37. A method for mixing a first phase (61) and a second phase (62) of a first fluid (F1) in a mixing apparatus (3) as claimed in any one of claims 1 to 35, the method comprising the steps of: i) The first phase (61) of the first fluid (F1) is introduced through at least one first inlet (311) of the lateral channel (31); ii) The second phase (62) of the first fluid (F1) is introduced via the second inlet (321) of each longitudinal channel (32), and the second phase (62) flows in the longitudinal direction (z) of each longitudinal channel (32) to the second outlet (322) of the longitudinal channel (32); iii) At least a portion of the first phase (61) is allowed to flow through the opening (34) from the lateral channel (31) toward the longitudinal channel (32) so as to mix the first phase (61) with the second phase (62) in the longitudinal channel (32); iv) Distribute the mixture of the first phase (61) and the second phase (62) via the second outlet (322) of each longitudinal channel (32).

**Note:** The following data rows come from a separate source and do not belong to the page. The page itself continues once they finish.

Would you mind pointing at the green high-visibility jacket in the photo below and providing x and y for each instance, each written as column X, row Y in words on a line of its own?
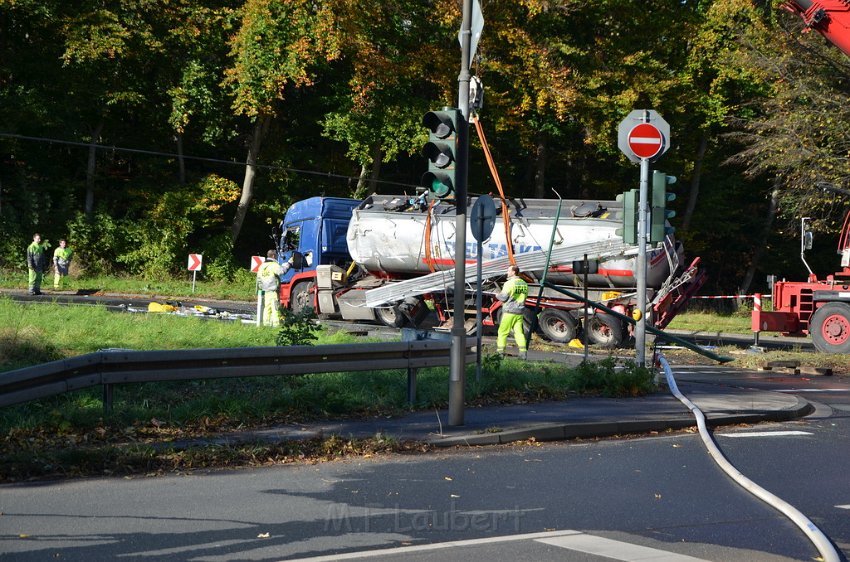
column 62, row 256
column 513, row 295
column 37, row 257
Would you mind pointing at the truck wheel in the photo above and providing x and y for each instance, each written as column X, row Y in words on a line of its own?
column 605, row 330
column 301, row 298
column 557, row 325
column 390, row 316
column 830, row 328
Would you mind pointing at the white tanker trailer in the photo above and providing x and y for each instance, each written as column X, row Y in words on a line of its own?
column 398, row 246
column 405, row 238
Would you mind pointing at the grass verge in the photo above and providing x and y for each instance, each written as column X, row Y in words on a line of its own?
column 69, row 434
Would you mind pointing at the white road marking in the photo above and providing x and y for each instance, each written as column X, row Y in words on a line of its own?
column 615, row 550
column 434, row 546
column 567, row 539
column 814, row 390
column 765, row 434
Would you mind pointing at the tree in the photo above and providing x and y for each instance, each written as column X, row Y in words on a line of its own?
column 279, row 46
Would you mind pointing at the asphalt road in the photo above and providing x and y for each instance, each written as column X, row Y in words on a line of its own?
column 122, row 302
column 621, row 499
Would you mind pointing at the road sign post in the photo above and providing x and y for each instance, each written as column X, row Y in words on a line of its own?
column 643, row 136
column 482, row 220
column 195, row 262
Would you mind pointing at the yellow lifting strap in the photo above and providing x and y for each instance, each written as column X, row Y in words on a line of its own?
column 506, row 219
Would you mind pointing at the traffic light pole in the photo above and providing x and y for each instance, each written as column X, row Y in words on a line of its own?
column 457, row 365
column 643, row 212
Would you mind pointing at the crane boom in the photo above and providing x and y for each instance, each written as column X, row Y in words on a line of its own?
column 830, row 18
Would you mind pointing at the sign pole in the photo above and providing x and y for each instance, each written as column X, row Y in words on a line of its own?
column 640, row 326
column 643, row 136
column 478, row 299
column 457, row 363
column 259, row 307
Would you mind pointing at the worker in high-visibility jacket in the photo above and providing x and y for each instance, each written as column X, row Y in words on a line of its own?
column 513, row 295
column 36, row 263
column 61, row 262
column 268, row 284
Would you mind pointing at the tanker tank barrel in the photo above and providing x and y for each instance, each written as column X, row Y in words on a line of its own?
column 530, row 261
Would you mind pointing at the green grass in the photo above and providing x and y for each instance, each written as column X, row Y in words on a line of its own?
column 69, row 434
column 738, row 323
column 241, row 289
column 33, row 334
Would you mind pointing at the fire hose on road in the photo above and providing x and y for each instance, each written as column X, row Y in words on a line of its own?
column 820, row 540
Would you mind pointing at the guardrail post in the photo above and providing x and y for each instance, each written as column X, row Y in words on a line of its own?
column 411, row 385
column 107, row 399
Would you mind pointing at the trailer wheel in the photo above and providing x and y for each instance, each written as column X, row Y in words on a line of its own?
column 605, row 330
column 301, row 298
column 830, row 328
column 390, row 316
column 557, row 325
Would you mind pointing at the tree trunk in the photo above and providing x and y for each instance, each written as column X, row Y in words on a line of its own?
column 540, row 168
column 90, row 170
column 696, row 177
column 377, row 162
column 360, row 190
column 261, row 127
column 762, row 242
column 181, row 161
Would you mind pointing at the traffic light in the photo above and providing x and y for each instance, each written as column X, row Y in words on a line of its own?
column 659, row 213
column 441, row 150
column 628, row 231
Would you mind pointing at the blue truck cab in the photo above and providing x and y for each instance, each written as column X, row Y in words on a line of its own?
column 315, row 228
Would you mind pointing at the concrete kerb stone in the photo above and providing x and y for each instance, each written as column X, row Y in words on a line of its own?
column 567, row 431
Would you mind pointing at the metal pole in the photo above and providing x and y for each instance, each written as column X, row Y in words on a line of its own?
column 640, row 327
column 259, row 308
column 458, row 365
column 478, row 303
column 586, row 311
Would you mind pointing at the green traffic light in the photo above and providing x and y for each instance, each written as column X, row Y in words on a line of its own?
column 441, row 150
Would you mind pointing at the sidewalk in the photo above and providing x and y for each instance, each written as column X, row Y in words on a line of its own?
column 552, row 421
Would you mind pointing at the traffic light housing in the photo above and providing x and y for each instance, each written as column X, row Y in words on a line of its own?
column 628, row 230
column 441, row 151
column 659, row 213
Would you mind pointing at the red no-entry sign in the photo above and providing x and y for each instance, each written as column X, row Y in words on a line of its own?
column 645, row 140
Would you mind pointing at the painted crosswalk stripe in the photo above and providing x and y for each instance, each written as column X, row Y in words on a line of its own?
column 765, row 434
column 616, row 550
column 813, row 390
column 588, row 544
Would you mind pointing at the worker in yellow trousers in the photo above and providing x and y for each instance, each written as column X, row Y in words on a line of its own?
column 513, row 295
column 62, row 257
column 268, row 283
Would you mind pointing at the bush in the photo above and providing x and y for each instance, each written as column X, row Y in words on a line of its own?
column 297, row 329
column 96, row 242
column 610, row 378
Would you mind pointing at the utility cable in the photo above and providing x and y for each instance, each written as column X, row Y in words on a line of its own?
column 114, row 148
column 820, row 540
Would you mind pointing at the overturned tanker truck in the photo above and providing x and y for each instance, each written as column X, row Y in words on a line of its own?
column 391, row 259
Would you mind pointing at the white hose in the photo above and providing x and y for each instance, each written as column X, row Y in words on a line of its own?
column 821, row 542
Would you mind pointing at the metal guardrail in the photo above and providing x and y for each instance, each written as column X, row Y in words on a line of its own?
column 111, row 367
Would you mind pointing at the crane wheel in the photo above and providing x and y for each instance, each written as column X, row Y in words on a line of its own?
column 830, row 328
column 605, row 330
column 557, row 325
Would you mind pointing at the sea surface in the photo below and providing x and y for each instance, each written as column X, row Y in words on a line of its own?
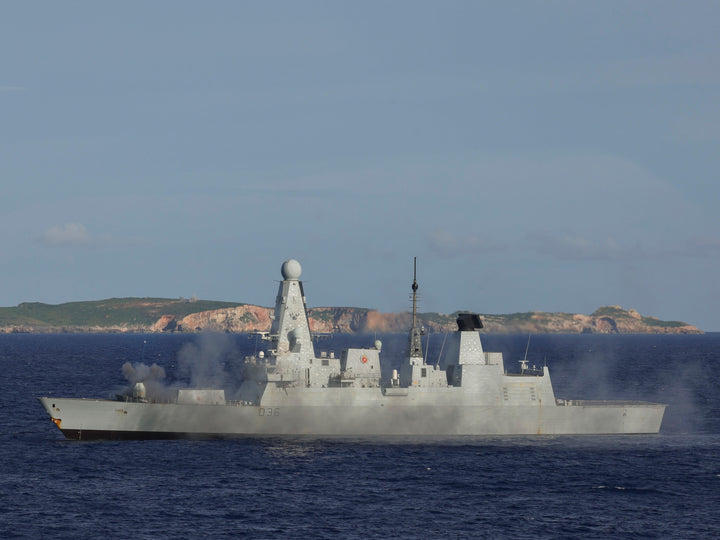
column 658, row 486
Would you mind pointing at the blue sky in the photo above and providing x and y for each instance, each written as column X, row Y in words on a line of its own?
column 553, row 156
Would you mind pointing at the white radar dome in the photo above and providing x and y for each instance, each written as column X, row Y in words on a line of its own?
column 291, row 269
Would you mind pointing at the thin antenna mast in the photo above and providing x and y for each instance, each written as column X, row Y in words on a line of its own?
column 414, row 288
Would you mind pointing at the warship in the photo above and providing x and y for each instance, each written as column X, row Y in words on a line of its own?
column 291, row 390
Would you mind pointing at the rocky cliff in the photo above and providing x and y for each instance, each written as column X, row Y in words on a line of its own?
column 606, row 320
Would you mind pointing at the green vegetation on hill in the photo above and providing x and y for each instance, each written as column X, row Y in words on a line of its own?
column 110, row 312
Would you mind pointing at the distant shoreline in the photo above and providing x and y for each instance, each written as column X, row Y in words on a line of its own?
column 160, row 315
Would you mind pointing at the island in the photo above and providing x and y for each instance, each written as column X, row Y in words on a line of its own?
column 162, row 315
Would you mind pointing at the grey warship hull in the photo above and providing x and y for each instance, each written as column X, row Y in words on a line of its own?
column 84, row 419
column 294, row 392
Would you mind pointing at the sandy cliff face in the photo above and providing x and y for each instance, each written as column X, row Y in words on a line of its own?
column 610, row 320
column 238, row 319
column 248, row 318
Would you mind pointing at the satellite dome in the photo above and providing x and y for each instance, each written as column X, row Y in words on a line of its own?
column 291, row 269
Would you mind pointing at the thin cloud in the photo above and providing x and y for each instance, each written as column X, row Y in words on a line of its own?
column 68, row 234
column 452, row 244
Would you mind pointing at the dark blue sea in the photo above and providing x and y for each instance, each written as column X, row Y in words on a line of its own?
column 659, row 486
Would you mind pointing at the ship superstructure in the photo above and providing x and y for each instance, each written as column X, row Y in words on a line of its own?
column 290, row 390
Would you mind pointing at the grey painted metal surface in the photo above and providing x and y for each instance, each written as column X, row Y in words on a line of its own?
column 291, row 391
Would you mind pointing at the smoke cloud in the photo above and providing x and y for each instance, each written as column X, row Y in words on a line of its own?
column 212, row 361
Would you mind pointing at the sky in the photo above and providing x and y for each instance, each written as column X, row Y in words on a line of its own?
column 550, row 156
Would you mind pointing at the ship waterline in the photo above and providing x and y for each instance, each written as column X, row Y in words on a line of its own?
column 289, row 391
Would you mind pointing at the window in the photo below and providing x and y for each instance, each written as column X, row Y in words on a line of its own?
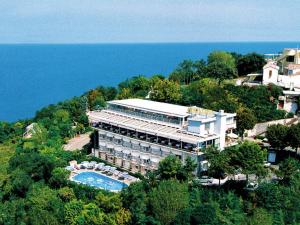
column 207, row 126
column 290, row 58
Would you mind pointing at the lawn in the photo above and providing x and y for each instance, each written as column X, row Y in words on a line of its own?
column 5, row 153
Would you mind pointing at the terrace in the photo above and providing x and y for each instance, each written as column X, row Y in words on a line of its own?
column 148, row 130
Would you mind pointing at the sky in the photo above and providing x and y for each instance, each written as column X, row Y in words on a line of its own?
column 140, row 21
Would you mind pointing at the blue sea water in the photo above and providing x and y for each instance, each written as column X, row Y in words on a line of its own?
column 33, row 76
column 100, row 181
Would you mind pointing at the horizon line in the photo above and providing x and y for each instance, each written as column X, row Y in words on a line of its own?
column 162, row 42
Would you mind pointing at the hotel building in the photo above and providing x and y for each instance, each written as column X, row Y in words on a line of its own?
column 136, row 134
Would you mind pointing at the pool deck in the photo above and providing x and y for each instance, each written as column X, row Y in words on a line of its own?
column 77, row 142
column 74, row 173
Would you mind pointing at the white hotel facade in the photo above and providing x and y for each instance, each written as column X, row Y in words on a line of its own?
column 136, row 134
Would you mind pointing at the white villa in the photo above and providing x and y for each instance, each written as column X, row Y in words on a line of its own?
column 283, row 71
column 136, row 134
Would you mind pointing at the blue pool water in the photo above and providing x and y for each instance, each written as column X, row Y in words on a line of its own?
column 33, row 76
column 97, row 180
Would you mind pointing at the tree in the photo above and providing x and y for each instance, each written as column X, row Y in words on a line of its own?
column 245, row 120
column 260, row 216
column 218, row 163
column 135, row 198
column 293, row 134
column 204, row 214
column 250, row 63
column 251, row 158
column 220, row 71
column 221, row 57
column 18, row 183
column 165, row 91
column 277, row 136
column 66, row 194
column 72, row 210
column 95, row 100
column 288, row 170
column 187, row 169
column 108, row 203
column 188, row 71
column 168, row 199
column 169, row 167
column 59, row 177
column 44, row 205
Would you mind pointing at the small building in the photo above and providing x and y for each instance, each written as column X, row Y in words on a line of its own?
column 136, row 134
column 282, row 70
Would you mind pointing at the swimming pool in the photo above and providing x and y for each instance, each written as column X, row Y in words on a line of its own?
column 100, row 181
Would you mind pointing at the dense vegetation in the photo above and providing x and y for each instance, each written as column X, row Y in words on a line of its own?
column 35, row 190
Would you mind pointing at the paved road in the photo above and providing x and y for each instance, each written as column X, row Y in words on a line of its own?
column 77, row 142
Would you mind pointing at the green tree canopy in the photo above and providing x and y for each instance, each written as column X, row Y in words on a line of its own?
column 277, row 136
column 245, row 120
column 166, row 91
column 168, row 199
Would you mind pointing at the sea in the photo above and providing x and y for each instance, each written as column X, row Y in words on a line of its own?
column 35, row 75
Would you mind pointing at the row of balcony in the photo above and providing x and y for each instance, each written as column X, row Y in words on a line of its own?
column 108, row 141
column 132, row 163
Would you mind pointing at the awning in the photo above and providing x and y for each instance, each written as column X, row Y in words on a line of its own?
column 118, row 149
column 126, row 140
column 125, row 151
column 101, row 132
column 135, row 142
column 135, row 153
column 117, row 137
column 145, row 145
column 165, row 150
column 110, row 146
column 155, row 148
column 109, row 135
column 232, row 135
column 155, row 160
column 103, row 144
column 145, row 157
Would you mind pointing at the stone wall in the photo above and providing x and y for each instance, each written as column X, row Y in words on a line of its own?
column 261, row 128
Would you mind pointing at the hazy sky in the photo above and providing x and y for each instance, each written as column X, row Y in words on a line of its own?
column 93, row 21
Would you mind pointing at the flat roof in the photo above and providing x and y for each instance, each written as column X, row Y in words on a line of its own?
column 147, row 126
column 152, row 106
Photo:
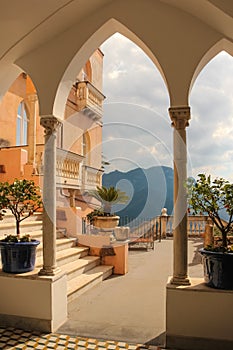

38. The mixing method as described in claim 37, characterized in that, The first phase (61) mixes with the second phase (62) upstream of the downstream portion (324).
39. A method for liquefying a hydrocarbon stream (102) as a second fluid (F2) by heat exchange with at least one two-phase cooling stream (203) as a first fluid (F1), said method implementing the mixing method as described in claim 37 or 38, and comprising the following steps: a) Introduce the hydrocarbon stream (102) into the second set of passages of the heat exchanger (1); b) Introduce the cooling flow (202) into the third set of passages of the heat exchanger (1); c) Discharge the cooling flow (201) from the heat exchanger (1) and expand the cooling flow (201) to at least one pressure level to generate at least one two-phase cooling flow (203); d) Separate at least a portion of the two-phase cooling flow (203) originating from step c) into a second phase (62) and a first phase (61); e) A mixing device (3) is arranged in at least one passage (10) of the first set of passages of the heat exchanger (1); f) Introduce at least a portion of the second phase (62) and at least a portion of the first phase (61) into the mixing device (3) to obtain a first fluid (F1) formed by the mixture of the first phase (61) and the second phase (62) at the outlet of the mixing device (3); g) By exchanging heat with at least the hydrocarbon stream (102), at least a portion of the first fluid (F1) originating from step f) is vaporized in the passage (10), thereby obtaining a cooled and / or at least partially liquefied hydrocarbon stream (101) at the outlet of the exchanger (1).
40. The mixing method as described in claim 39, characterized in that, The hydrocarbon stream (102) is natural gas.